Most of us in the trade have seen the Pentax Q7 camera - but sometimes we have failed to see it in it's true light. It is a tiny little studio camera - for tiny little studios.
Like most cameras, it has a number of white balance points - so you can adapt it to any sort of constant light source. Unlike many really tiny cameras, it has a standard hot shoe connector on top - so you can trigger studio strobes through a PC cord or a radio trigger.
It has controls that can be accessed easily from the outside - and a logical arrangement of them. It takes the standard SD cards. It has a an adequate battery.
And it is bright yellow. An important feature - this is a camera that cheers you up. You can ignore some of the funny features like the dial on the front that give you four colour looks. Unless you love one of them.
As the sensor is small, the interchangeable lenses of the system can have a short focal length for their angular coverage. Result? Great depth of field. Print to A4 and you'll be delighted with the results. Remember this camera has RAW so you might even opt to go bigger.
Now combining this clever little camera with a Cullman Copter tripod - or any of the Cullmann tabletop kits - means you have the core of a great tiny studio. Add a set of three lights from ( Gasp!) IKEA - the ones on gooseneck stands - and go to your local newsagent for several big sheets of drawing board. Get white, black and grey.

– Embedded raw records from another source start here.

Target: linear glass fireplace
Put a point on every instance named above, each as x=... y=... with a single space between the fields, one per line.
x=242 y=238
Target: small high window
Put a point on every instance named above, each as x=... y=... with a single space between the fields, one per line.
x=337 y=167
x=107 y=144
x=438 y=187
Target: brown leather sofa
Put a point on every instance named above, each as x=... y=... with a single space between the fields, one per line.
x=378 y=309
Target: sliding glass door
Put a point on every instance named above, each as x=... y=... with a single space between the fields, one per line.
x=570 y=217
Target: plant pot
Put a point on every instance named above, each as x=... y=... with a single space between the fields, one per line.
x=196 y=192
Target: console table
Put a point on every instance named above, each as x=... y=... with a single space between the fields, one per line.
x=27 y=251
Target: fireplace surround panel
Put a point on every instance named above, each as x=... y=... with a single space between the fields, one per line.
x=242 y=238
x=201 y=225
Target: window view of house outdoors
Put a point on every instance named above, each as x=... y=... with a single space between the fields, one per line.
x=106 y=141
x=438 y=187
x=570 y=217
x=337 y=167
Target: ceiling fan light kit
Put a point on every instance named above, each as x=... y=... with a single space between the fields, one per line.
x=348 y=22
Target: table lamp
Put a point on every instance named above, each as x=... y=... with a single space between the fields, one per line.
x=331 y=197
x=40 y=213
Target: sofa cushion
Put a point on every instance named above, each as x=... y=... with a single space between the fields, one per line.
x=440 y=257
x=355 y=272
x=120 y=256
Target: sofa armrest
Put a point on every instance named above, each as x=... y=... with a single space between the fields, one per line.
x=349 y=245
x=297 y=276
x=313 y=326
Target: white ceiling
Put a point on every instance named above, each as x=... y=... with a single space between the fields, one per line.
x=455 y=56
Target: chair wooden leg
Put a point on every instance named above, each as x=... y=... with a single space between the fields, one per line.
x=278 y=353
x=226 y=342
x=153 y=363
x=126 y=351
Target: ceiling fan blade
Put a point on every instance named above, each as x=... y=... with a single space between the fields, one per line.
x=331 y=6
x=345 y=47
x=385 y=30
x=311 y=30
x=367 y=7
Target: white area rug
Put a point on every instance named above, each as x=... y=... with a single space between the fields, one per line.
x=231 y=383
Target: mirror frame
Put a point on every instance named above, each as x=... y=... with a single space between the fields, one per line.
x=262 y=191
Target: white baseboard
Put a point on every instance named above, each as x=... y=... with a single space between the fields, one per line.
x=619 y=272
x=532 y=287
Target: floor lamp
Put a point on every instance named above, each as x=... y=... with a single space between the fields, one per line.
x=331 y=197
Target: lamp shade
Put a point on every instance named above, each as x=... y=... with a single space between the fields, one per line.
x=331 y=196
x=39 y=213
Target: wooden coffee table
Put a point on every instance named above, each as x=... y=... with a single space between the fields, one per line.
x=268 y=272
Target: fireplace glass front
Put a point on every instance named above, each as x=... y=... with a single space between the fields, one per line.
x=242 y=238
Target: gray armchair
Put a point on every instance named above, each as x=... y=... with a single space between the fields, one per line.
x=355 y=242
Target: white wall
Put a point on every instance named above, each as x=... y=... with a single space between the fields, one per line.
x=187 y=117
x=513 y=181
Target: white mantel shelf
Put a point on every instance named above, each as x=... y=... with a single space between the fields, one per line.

Find yourself a table, some books to prop the backboard sheet up with, and light up! You have a great start to a tabletop business. Those terrific little Pentax binoculars are taken with the Q7 Pentax.
The reason this post concentrates on the small is because of a conversation with another photographer on the weekend who admired my full-size studio but bemoaned the fact that his housing agents wouldn't let him have the same sort of structure in his flat. Well, if your studio folds up into a suitcase you can snap your fingers at the agents - art can succeed in spite of space.